Ce magistrat a rendu compte des plaidoiries dans le délibéré de la Cour, composée de :
M. Christophe BACONNIER, Président de chambre
Mme Fabienne TROUILLER, Conseillère Mme Laurence ARBELLOT, Conseillère
Greffière, lors des débats : Mme Camille LEPAGE
ARRÊT :
- DÉFAUT
- par mise à disposition de l’arrêt au greffe de la Cour, les parties en ayant été préalablement avisées dans les conditions prévues au deuxième alinéa de l’article 450 du code de procédure civile.
- signé par M. Christophe BACONNIER, Président et par Mme Camille LEPAGE, Greffière à laquelle la minute de la décision a été remise par le magistrat signataire.
FAITS, PROCÉDURE ET PRÉTENTIONS DES PARTIES
Par acte sous seing privé en date du 6 septembre 2013, M. Y X a contracté auprès de la société Banque CIC Est un prêt destiné au financement de travaux d’un mentant de 37 000 euros remboursable en 60 mensualités moyennant un taux débiteur annuel fixe de 4,1 %. A la suite d’impayés, la déchéance du terme a été prononcée.

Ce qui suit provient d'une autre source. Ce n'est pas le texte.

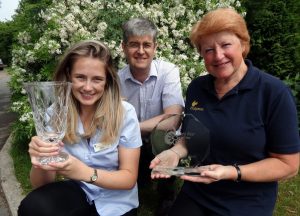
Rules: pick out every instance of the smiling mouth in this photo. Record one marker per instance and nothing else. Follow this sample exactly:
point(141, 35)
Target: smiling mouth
point(220, 64)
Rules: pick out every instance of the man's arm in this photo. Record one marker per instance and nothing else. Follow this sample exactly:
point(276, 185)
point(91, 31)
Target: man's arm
point(148, 125)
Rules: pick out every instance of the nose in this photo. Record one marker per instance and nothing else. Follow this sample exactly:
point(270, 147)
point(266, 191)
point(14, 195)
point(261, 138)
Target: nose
point(87, 85)
point(219, 53)
point(141, 49)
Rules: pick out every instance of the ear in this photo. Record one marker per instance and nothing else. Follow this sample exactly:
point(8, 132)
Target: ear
point(155, 46)
point(123, 46)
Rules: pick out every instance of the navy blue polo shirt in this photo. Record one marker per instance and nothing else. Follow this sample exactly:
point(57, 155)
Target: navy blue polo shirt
point(256, 117)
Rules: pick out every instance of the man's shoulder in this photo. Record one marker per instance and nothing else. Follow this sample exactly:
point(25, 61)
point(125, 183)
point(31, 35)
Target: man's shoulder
point(164, 67)
point(123, 73)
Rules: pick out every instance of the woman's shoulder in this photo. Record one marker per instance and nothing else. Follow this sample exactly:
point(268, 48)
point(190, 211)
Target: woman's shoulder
point(127, 106)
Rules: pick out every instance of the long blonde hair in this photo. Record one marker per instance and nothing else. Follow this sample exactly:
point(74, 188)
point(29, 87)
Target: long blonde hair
point(109, 113)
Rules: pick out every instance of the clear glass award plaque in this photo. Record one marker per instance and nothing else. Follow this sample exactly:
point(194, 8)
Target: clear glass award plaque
point(196, 136)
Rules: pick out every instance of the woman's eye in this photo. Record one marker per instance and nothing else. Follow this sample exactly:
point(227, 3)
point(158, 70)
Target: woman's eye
point(208, 50)
point(226, 45)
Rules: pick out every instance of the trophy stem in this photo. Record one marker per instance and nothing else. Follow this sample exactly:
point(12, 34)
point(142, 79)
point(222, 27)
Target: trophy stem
point(54, 159)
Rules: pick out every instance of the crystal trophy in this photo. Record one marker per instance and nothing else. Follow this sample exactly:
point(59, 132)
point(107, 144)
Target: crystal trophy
point(49, 104)
point(196, 137)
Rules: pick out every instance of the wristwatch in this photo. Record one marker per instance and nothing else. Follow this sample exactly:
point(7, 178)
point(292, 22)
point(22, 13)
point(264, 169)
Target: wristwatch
point(94, 177)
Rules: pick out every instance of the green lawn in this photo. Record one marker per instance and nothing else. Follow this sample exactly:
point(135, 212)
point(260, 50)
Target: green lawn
point(288, 203)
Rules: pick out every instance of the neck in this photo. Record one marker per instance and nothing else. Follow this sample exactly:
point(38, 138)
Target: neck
point(140, 75)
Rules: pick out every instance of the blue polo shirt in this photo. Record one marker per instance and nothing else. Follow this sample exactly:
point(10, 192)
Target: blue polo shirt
point(256, 117)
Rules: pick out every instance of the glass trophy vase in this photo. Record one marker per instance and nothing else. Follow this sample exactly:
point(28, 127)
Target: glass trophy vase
point(49, 104)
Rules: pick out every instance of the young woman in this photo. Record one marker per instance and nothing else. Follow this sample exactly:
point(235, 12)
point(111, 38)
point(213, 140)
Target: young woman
point(103, 142)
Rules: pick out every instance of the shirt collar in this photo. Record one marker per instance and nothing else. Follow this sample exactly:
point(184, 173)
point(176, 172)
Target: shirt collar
point(153, 73)
point(247, 83)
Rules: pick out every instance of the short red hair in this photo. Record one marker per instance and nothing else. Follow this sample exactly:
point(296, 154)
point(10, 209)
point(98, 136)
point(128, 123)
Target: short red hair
point(221, 19)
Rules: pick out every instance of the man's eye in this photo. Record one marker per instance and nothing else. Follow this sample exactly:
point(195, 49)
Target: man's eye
point(133, 45)
point(208, 50)
point(147, 45)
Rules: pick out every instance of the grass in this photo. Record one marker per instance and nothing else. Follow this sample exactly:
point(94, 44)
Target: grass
point(288, 202)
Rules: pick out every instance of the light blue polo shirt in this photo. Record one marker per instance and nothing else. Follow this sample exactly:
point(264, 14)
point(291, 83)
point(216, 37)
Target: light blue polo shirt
point(109, 202)
point(160, 90)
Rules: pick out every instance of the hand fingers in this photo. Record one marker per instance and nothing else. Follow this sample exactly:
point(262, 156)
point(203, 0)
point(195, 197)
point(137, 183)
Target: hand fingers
point(154, 162)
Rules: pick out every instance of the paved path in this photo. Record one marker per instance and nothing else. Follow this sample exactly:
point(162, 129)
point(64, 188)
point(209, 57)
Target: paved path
point(6, 118)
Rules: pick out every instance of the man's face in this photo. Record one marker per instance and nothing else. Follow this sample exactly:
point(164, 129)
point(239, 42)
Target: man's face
point(139, 52)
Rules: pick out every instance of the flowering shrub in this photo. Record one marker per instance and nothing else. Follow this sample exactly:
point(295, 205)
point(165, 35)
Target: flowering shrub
point(69, 21)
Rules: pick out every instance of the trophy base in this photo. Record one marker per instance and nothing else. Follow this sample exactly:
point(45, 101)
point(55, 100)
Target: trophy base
point(177, 171)
point(54, 159)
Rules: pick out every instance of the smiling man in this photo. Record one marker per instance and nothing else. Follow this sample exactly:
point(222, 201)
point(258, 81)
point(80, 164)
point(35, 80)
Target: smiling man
point(153, 87)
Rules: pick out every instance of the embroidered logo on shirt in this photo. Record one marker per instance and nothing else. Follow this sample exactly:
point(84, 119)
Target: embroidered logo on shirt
point(100, 146)
point(195, 106)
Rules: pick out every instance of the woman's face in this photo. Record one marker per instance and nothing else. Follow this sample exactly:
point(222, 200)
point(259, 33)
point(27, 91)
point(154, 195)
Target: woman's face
point(222, 53)
point(88, 77)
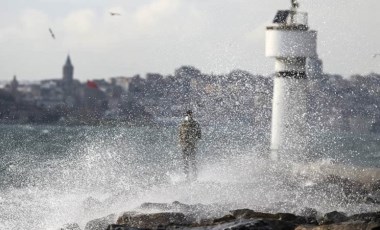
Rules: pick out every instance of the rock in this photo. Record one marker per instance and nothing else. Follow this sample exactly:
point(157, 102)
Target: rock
point(155, 206)
point(153, 220)
point(226, 218)
point(309, 214)
point(349, 225)
point(258, 225)
point(101, 223)
point(120, 227)
point(367, 217)
point(70, 226)
point(250, 214)
point(333, 217)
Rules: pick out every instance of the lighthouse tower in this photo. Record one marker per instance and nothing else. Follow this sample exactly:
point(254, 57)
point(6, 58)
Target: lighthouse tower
point(291, 43)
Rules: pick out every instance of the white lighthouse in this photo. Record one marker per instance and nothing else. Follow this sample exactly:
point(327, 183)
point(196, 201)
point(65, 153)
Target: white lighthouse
point(291, 43)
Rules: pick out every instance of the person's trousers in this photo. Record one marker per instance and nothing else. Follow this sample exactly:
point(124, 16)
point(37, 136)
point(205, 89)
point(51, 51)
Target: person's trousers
point(190, 164)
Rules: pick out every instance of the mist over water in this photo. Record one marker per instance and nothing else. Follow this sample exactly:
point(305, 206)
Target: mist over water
point(53, 175)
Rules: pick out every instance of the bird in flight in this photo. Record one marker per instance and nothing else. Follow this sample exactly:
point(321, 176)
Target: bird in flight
point(51, 33)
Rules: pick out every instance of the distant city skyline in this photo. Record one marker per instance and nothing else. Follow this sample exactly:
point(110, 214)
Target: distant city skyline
point(158, 36)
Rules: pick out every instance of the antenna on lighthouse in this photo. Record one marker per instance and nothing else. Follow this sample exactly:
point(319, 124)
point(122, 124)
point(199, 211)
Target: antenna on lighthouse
point(295, 5)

Saisi le 5 octobre 2018 par la société Banque CIC Est d’une demande tendant à la condamnation de M. X au paiement du solde restant dû, le tribunal d’instance de Fontainebleau, par un jugement réputé contradictoire rendu le 8 février 2019 auquel il convient de se reporter, a rendu la décision suivante :
« DÉCLARE IRRECEVABLE l’action en paiement diligentée par la société Banque CIC EST à l’encontre de Monsieur Y X en raison de la forclusion prévue à l’article R. 312-35 du code de la consommation ;
RAPPELLE qu’en application de la forclusion, Monsieur Y X ne peut être contraint à payer à la société la société Banque CIC EST la moindre somme au titre du prêt du 06/09/2013 ;
LAISSE les entiers dépens à la charge de la société Banque CIC EST ;
DIT n’y avoir lieu au prononcé de l’exécution provisoire de la présente décision ;
DIT n’y avoir lieu à faire application des dispositions de |'article 700 du code de procédure civile ».

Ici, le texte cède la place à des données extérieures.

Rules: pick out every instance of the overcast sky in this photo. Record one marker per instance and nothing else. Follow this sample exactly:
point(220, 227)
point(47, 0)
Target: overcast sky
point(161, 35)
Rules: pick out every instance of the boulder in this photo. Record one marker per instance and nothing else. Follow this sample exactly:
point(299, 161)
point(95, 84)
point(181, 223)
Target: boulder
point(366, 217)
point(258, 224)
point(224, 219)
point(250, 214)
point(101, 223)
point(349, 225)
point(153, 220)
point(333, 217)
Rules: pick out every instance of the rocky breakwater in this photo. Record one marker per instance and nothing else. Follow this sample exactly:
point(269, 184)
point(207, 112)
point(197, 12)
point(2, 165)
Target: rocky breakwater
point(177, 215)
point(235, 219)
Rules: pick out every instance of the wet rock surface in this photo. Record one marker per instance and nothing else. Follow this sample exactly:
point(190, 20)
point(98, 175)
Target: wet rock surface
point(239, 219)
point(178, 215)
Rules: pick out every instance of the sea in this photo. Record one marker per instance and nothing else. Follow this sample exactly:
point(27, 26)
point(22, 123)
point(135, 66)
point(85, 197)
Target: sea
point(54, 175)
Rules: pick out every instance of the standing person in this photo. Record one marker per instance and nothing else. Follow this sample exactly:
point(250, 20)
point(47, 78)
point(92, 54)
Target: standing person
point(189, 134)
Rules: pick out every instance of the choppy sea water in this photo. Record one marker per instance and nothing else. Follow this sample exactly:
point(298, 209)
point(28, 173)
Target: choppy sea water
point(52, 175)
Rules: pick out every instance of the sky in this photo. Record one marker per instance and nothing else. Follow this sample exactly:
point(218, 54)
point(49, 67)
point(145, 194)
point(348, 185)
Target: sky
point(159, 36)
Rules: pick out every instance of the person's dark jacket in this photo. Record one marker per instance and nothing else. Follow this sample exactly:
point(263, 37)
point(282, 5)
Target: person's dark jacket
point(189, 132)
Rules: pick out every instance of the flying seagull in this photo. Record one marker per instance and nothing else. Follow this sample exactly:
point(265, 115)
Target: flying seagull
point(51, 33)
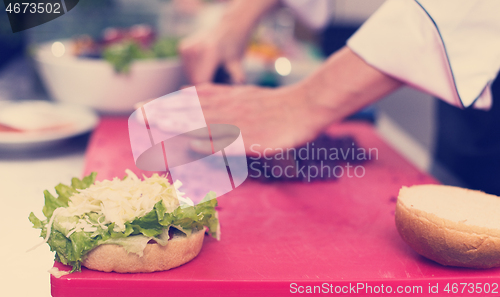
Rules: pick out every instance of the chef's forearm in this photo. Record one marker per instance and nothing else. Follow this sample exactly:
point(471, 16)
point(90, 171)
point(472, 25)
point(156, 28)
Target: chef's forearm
point(345, 83)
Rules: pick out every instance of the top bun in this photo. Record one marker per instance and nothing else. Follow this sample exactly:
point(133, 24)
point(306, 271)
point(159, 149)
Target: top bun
point(178, 251)
point(450, 225)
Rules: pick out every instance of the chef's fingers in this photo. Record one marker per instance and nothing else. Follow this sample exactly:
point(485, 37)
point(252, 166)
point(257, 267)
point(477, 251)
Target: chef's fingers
point(235, 70)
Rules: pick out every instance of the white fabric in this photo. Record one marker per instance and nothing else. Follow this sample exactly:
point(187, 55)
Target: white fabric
point(448, 48)
point(315, 13)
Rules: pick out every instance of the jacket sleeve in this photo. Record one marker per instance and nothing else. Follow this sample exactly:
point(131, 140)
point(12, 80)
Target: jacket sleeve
point(448, 48)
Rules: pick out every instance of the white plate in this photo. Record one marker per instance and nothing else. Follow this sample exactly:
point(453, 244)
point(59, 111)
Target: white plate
point(43, 123)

Le tribunal a relevé au visa de l’article L. 312-35 du code de la consommation que l’action était irrecevable, après avoir retenu que le premier incident de paiement non régularisé était intervenu le 8 mars 2016.
Par une déclaration par voie électronique en date du 12 avril 2019, la société Banque CIC Est a relevé appel de cette décision.
Aux termes de conclusions remises par voie électronique le 2 juillet 2019, elle demande à la cour de :
« Réformer le jugement déféré en ce qu’il a déclaré irrecevable pour forclusion, la demande en paiement formulée par la société Banque CIC EST ;
Condamner Monsieur Y X à payer à la société Banque CIC EST la somme de 13 554,93 euros, outre intérêts au taux contractuel de 4,20 % sur le capital compris dans cette somme, soit 12 327,51 euros, à compter du 28 juin 2017, date de la prise d’effet de la déchéance du terme et de l’arrêté du compte.
Condamner Monsieur Y X à payer à la société Banque CIC EST la somme de 1 500 euros sur le fondement de l’article 700 du code de procédure civile.
Le condamner en tous les dépens ».
L’appelante soutient que le premier juge a méconnu les dispositions de l’article 16 du code de procédure civile en soulevant d’office le moyen tiré de la forclusion de l’action sans en avoir informé les parties. Elle ajoute que le premier incident de paiement non régularisé doit être fixé au 5 février 2017 de sorte que son action est bien recevable. Elle verse à cette fin les relevés du compte litigieux.
La déclaration d’appel a été régulièrement signifiée à M. X le 25 juin 2019 conformément aux dispositions de l’article 658 du code de procédure civile. Les conclusions d’appel ont été régulièrement signifiées à M. X par procès-verbal de remise à personne délivré le 17 juillet 2019. M. X n’a pas constitué avocat.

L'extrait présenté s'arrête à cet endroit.